A’LIENOR s’engage donc sur une durée de 60 ans à payer de façon forfaitaire la CDC pour qu’elle « sécurise » les surfaces concernées : c’est à dire recréer la biodiversité détruite par les travaux, la préserver et la valoriser. La CDC réalisera tous les travaux de génie écologique nécessaires à ces objectifs. Un suivi financier maïtrisera les coûts de l’ensemble des manœuvres, tout en garantissant à A’LIENOR le respect de ses engagements.
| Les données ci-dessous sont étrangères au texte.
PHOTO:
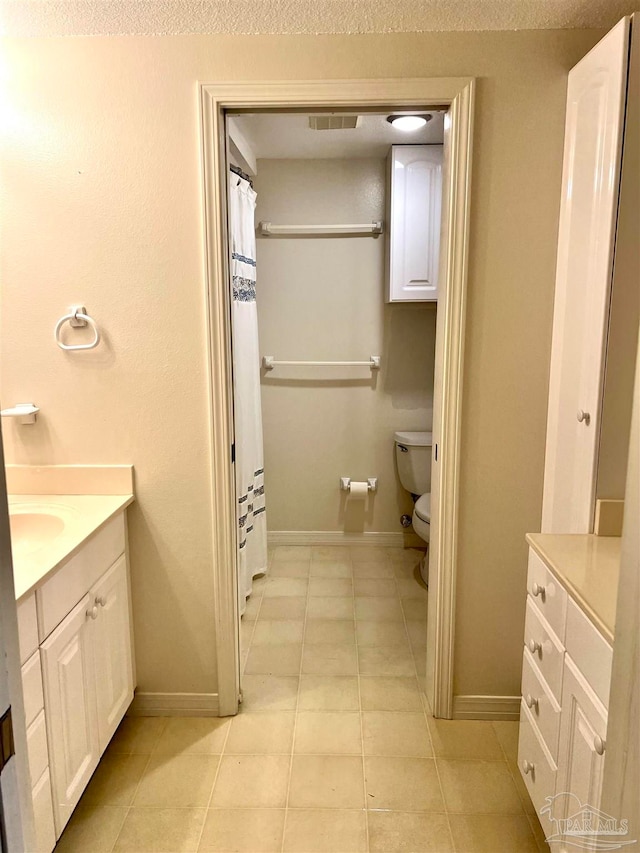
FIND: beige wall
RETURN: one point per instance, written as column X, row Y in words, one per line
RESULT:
column 323, row 299
column 103, row 205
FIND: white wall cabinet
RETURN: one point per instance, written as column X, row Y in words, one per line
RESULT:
column 79, row 683
column 414, row 220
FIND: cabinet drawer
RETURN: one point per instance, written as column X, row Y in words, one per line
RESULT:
column 37, row 747
column 590, row 651
column 66, row 587
column 549, row 651
column 43, row 815
column 541, row 776
column 27, row 627
column 544, row 709
column 547, row 594
column 32, row 688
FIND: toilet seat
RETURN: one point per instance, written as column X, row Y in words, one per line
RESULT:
column 422, row 507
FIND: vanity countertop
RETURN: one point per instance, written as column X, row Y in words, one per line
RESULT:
column 82, row 516
column 588, row 566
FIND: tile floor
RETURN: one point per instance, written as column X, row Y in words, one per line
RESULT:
column 334, row 749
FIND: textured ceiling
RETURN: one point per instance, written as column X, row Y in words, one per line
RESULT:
column 167, row 17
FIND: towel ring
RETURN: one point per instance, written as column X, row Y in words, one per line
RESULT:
column 78, row 318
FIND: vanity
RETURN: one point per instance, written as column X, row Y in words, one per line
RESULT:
column 572, row 586
column 73, row 601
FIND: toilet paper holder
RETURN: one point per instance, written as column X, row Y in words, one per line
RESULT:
column 345, row 484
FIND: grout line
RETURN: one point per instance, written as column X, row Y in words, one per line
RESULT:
column 295, row 718
column 364, row 766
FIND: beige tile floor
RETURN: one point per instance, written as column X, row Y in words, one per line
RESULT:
column 334, row 748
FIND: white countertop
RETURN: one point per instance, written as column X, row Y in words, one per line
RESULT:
column 83, row 515
column 588, row 566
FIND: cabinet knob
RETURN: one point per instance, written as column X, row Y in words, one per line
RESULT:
column 534, row 646
column 531, row 701
column 599, row 745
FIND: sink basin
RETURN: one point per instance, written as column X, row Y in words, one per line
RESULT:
column 33, row 528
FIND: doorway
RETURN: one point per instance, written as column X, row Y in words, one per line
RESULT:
column 456, row 97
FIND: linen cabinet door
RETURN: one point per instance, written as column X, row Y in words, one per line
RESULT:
column 581, row 752
column 70, row 702
column 114, row 672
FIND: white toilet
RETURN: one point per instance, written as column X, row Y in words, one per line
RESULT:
column 413, row 457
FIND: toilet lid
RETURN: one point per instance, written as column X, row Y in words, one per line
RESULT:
column 423, row 507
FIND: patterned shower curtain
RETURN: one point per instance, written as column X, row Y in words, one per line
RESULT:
column 252, row 525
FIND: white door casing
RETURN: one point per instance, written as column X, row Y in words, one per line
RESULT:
column 458, row 94
column 590, row 188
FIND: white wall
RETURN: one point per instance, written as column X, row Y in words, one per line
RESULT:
column 323, row 299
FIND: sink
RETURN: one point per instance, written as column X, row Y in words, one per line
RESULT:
column 34, row 527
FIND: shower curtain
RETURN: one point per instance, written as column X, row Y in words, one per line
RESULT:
column 252, row 525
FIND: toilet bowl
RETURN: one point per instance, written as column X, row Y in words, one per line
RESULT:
column 413, row 458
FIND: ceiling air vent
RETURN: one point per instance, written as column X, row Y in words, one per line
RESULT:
column 329, row 122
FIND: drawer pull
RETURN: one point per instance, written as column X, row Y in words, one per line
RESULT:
column 538, row 589
column 532, row 702
column 534, row 646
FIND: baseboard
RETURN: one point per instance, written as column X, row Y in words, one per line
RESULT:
column 339, row 537
column 174, row 705
column 486, row 707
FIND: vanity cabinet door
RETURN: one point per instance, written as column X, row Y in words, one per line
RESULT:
column 70, row 701
column 114, row 674
column 581, row 752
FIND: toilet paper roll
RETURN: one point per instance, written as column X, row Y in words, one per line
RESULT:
column 358, row 491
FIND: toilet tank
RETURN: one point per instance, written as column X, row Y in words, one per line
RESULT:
column 413, row 457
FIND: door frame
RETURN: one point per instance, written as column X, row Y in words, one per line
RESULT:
column 456, row 94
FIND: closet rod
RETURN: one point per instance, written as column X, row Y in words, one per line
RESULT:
column 267, row 229
column 268, row 362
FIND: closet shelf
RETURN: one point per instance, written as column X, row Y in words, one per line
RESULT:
column 268, row 229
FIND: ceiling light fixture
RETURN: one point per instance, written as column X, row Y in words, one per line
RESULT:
column 408, row 123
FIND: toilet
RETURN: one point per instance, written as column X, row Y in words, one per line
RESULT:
column 413, row 457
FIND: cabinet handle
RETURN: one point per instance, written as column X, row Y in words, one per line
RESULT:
column 531, row 701
column 599, row 745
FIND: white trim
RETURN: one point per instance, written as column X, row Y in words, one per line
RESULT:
column 339, row 537
column 174, row 705
column 486, row 707
column 458, row 93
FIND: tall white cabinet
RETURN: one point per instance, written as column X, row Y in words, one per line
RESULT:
column 594, row 129
column 414, row 216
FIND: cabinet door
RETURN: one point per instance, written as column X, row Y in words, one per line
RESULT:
column 583, row 730
column 70, row 702
column 114, row 679
column 414, row 226
column 590, row 186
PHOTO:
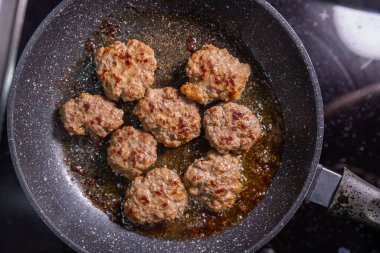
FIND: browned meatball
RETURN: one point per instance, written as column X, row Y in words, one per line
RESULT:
column 215, row 74
column 214, row 180
column 91, row 114
column 231, row 127
column 126, row 70
column 158, row 197
column 131, row 151
column 171, row 118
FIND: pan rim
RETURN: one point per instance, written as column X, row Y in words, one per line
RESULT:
column 319, row 131
column 12, row 146
column 276, row 229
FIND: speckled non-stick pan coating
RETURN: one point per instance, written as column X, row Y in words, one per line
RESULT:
column 38, row 156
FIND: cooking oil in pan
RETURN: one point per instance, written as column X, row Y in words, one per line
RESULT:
column 173, row 37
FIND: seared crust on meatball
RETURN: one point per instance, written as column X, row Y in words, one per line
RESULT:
column 156, row 198
column 231, row 127
column 126, row 70
column 215, row 74
column 131, row 151
column 214, row 180
column 171, row 118
column 91, row 114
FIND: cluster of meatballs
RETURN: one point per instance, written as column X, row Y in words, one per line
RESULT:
column 170, row 117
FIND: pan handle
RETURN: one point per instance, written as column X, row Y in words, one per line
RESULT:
column 346, row 196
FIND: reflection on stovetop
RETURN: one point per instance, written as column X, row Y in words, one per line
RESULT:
column 344, row 46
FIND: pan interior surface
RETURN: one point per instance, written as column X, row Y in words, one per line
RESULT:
column 36, row 132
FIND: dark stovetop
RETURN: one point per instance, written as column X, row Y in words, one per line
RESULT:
column 344, row 45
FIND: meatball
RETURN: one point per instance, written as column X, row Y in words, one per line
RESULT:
column 231, row 127
column 214, row 180
column 156, row 198
column 171, row 118
column 131, row 151
column 215, row 74
column 91, row 114
column 126, row 70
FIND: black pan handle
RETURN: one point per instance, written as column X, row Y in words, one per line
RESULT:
column 347, row 196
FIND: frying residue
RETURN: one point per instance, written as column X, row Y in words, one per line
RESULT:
column 172, row 36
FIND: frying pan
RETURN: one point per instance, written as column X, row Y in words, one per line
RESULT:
column 38, row 158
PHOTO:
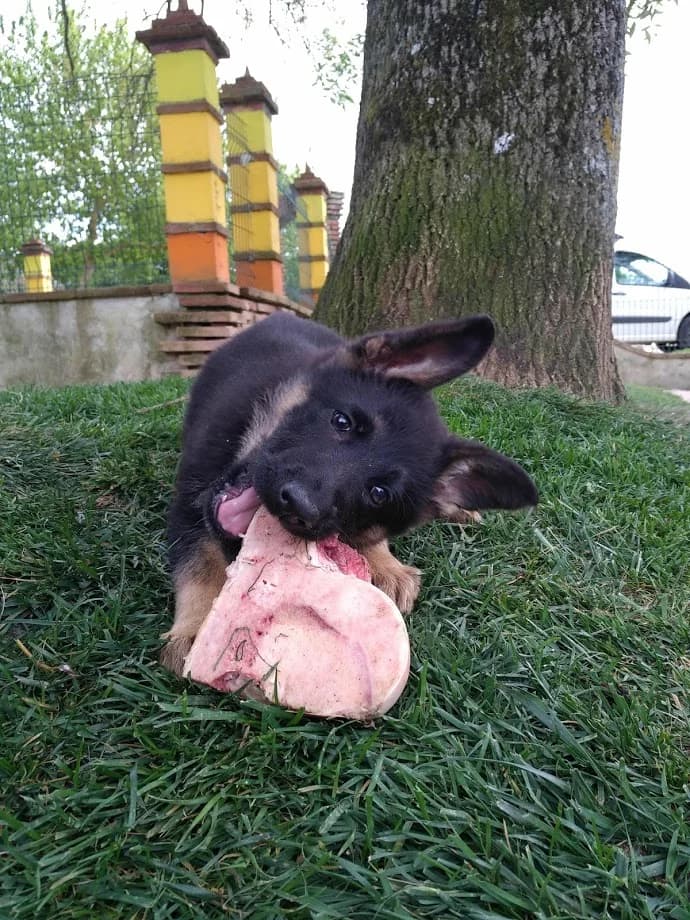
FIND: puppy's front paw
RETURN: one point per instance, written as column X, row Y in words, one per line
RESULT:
column 401, row 583
column 174, row 652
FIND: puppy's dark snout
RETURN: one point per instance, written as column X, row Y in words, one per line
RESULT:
column 297, row 502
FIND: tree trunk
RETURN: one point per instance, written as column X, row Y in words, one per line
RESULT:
column 485, row 181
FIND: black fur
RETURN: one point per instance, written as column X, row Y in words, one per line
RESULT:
column 395, row 467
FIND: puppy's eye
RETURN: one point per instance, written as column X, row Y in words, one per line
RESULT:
column 341, row 421
column 379, row 494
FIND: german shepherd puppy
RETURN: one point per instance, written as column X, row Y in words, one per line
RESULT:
column 334, row 437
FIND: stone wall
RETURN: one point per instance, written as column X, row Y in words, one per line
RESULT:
column 98, row 336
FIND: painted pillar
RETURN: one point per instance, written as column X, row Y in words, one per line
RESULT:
column 186, row 51
column 312, row 237
column 249, row 109
column 37, row 269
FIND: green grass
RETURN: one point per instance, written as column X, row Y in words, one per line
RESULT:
column 658, row 402
column 537, row 765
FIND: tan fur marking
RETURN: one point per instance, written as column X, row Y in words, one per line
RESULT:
column 197, row 585
column 400, row 582
column 270, row 413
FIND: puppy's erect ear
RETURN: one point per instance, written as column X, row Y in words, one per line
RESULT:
column 428, row 355
column 476, row 478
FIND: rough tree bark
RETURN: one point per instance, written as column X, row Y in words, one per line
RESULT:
column 485, row 181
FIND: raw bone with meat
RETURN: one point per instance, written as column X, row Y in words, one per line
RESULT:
column 300, row 624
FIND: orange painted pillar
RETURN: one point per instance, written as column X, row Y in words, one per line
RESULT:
column 38, row 274
column 186, row 51
column 312, row 236
column 249, row 108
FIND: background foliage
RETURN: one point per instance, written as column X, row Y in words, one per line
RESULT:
column 79, row 152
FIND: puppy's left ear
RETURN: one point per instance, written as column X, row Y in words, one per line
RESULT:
column 428, row 355
column 475, row 478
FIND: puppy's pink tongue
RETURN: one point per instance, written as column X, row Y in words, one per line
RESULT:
column 234, row 513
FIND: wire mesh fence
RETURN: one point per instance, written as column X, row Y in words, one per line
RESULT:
column 80, row 169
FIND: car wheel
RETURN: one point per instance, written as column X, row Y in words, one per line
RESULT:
column 684, row 332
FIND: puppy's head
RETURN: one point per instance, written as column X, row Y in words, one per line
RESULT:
column 360, row 450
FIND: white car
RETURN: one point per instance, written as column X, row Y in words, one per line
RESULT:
column 650, row 302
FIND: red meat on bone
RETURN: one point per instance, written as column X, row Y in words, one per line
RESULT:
column 299, row 623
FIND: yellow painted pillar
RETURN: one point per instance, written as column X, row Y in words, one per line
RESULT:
column 249, row 109
column 186, row 51
column 37, row 269
column 312, row 236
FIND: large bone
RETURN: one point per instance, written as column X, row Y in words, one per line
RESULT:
column 290, row 627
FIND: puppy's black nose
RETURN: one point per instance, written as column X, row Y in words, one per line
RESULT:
column 298, row 504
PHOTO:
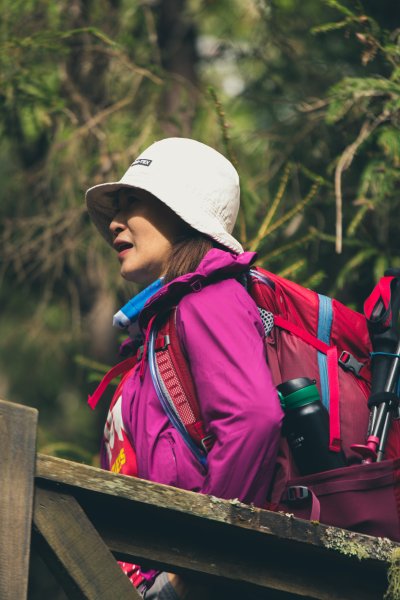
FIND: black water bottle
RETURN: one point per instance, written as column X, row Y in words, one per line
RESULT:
column 306, row 427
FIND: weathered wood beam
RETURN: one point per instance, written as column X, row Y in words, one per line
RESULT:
column 17, row 459
column 192, row 533
column 75, row 551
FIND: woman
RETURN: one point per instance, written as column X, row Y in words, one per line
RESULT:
column 170, row 220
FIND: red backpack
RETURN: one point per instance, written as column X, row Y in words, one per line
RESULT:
column 307, row 335
column 313, row 336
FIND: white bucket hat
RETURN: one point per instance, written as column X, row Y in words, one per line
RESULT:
column 195, row 181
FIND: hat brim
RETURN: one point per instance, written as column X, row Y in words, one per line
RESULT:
column 101, row 209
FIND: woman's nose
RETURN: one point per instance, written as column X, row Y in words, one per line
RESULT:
column 117, row 225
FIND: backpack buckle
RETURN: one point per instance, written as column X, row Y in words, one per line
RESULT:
column 349, row 363
column 162, row 343
column 296, row 493
column 207, row 443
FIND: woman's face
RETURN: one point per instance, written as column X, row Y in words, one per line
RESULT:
column 144, row 232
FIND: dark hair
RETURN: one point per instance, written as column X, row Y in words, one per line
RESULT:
column 187, row 253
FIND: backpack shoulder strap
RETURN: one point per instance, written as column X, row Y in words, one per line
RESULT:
column 174, row 385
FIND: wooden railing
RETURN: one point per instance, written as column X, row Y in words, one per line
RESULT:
column 84, row 517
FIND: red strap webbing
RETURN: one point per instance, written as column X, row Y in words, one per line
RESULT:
column 333, row 376
column 175, row 373
column 119, row 369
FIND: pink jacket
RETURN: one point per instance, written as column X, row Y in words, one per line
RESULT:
column 222, row 335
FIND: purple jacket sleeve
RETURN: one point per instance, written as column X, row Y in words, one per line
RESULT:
column 222, row 335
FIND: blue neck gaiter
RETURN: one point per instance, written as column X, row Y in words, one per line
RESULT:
column 128, row 315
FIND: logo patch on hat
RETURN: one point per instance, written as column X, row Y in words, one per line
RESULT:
column 145, row 162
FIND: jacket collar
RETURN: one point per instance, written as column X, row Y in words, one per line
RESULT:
column 216, row 265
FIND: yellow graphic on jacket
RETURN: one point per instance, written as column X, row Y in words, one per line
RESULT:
column 119, row 461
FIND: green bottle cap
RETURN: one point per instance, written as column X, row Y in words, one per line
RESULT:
column 300, row 397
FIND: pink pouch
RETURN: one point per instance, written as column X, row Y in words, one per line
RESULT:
column 363, row 498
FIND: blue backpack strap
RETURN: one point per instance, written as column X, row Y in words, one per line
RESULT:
column 325, row 316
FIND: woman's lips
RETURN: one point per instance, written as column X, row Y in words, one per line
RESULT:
column 122, row 248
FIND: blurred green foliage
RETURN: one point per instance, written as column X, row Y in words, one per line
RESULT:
column 304, row 98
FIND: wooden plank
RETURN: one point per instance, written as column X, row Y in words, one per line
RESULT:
column 18, row 426
column 83, row 563
column 192, row 533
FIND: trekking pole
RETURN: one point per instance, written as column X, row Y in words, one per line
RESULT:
column 391, row 406
column 382, row 325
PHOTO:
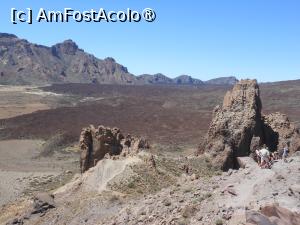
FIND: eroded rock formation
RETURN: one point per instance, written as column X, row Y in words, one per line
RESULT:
column 286, row 134
column 238, row 128
column 95, row 143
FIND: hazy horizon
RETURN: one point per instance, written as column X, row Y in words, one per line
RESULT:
column 202, row 39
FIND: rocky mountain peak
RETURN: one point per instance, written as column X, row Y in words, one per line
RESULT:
column 238, row 128
column 244, row 94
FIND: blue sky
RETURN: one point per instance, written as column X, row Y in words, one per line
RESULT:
column 205, row 39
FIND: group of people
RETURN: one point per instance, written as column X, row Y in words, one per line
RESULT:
column 265, row 158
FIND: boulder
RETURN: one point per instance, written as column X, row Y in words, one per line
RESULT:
column 238, row 128
column 96, row 143
column 286, row 134
column 234, row 125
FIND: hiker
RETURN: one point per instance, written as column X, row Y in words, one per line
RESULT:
column 285, row 153
column 264, row 157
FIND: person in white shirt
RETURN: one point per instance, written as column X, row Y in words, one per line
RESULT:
column 264, row 156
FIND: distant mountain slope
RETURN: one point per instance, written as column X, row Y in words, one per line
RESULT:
column 222, row 81
column 154, row 79
column 24, row 63
column 185, row 79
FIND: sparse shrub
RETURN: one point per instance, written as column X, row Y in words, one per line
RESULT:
column 189, row 211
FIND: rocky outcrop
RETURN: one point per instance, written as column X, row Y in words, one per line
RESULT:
column 234, row 124
column 95, row 143
column 238, row 128
column 286, row 134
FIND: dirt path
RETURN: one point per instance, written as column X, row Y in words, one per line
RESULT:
column 21, row 171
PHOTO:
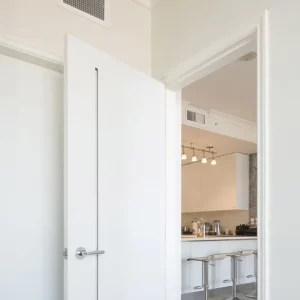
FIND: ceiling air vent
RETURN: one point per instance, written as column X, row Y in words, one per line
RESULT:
column 195, row 117
column 95, row 10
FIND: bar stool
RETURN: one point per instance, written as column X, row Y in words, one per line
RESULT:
column 253, row 294
column 234, row 259
column 205, row 262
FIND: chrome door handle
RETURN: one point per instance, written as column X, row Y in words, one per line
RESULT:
column 81, row 253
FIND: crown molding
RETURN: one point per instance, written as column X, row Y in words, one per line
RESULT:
column 147, row 3
column 17, row 48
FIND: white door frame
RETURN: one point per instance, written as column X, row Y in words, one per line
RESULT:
column 210, row 60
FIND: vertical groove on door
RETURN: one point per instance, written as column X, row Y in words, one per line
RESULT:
column 97, row 192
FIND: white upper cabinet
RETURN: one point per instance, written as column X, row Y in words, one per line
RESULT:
column 224, row 186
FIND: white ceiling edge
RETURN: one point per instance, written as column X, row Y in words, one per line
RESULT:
column 224, row 124
column 223, row 117
column 147, row 3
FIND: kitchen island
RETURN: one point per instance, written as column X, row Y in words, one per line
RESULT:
column 192, row 246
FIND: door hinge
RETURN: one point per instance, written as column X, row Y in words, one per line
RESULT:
column 65, row 253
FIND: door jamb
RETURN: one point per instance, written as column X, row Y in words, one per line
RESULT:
column 209, row 61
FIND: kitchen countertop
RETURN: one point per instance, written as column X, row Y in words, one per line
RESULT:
column 193, row 238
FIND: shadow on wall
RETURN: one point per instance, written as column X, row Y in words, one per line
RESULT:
column 253, row 185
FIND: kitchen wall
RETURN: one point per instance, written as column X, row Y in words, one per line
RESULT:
column 253, row 185
column 42, row 24
column 229, row 219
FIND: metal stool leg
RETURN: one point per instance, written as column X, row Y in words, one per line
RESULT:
column 253, row 294
column 233, row 278
column 204, row 279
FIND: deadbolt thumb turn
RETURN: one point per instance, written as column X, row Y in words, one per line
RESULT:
column 81, row 253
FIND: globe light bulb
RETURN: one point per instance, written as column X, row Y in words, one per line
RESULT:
column 204, row 160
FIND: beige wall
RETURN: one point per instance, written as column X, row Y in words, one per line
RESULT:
column 229, row 219
column 181, row 29
column 41, row 23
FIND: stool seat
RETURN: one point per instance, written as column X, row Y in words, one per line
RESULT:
column 206, row 261
column 213, row 257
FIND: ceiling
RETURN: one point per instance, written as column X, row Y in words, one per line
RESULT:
column 222, row 144
column 230, row 90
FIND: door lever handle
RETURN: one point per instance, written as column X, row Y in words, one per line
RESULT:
column 81, row 253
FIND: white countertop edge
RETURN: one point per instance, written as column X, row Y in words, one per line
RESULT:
column 229, row 238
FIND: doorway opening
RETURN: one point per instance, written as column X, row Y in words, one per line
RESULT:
column 219, row 186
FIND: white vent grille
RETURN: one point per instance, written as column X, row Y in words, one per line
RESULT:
column 196, row 117
column 95, row 8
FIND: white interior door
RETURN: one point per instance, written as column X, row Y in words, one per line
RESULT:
column 115, row 181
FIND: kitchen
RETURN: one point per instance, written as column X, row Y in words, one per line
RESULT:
column 219, row 184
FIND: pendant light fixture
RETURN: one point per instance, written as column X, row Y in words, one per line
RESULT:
column 194, row 158
column 213, row 162
column 183, row 156
column 204, row 160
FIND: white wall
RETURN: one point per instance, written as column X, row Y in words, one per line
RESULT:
column 43, row 24
column 181, row 29
column 31, row 179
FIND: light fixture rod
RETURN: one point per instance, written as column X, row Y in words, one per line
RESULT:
column 197, row 149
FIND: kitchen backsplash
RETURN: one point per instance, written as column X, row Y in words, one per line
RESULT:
column 229, row 219
column 253, row 185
[A la CDC], on a un ingénieur financier, car comme les projets sont sur du très long terme, on utilise des modèles économiques : on n’achète pas tous les terrains.
Jean-Christophe Benoit
Une nouvelle loi en vigueur
En mars 2015, un projet de loi relatif à la préservation de la biodiversité a été voté à l’Assemblée Nationale. Le projet de loi durcifie la législation sur le compensation. Là où la loi de 1976 ne rendait obligatoire la compensation que pour un nombre de cas limités (destruction de zones humides par exemple), il rend les situation d’ « obligations de compensation écologique » beaucoup plus strictes.
Ce projet de loi crée par ailleurs des banques d’un nouveau genre, des réserves d’actifs naturels gérés par des acteurs privés, auxquels les opérateurs pourront faire appel pour satisfaire « leurs obligations de compensation ».
Maxime Combes, de Mediapart et member d’Attac France, ONG de défense écologique
Ainsi, de nouveaux acteurs apparaîtront prochainement en France et se raprocheront beaucoup des banques de compensation américaine. Il ne s’agit plus de réhabiliter pour chaque projet une surface différente mais d’acheter des actifs de terrains déjà en place. C’est une mesure largement critiquée, non seulement par les ONG comme Attac France mais par une partie de la classe politique. Delphine Batho craint “un pas vers la Financiarisaiton de la nature”, tandis que Laurence Abeille, député EELV (lien vers cartographie politique) considère que « ce système d’actifs naturels (…) revient à la financiarisation, à la marchandisation des espaces naturels ».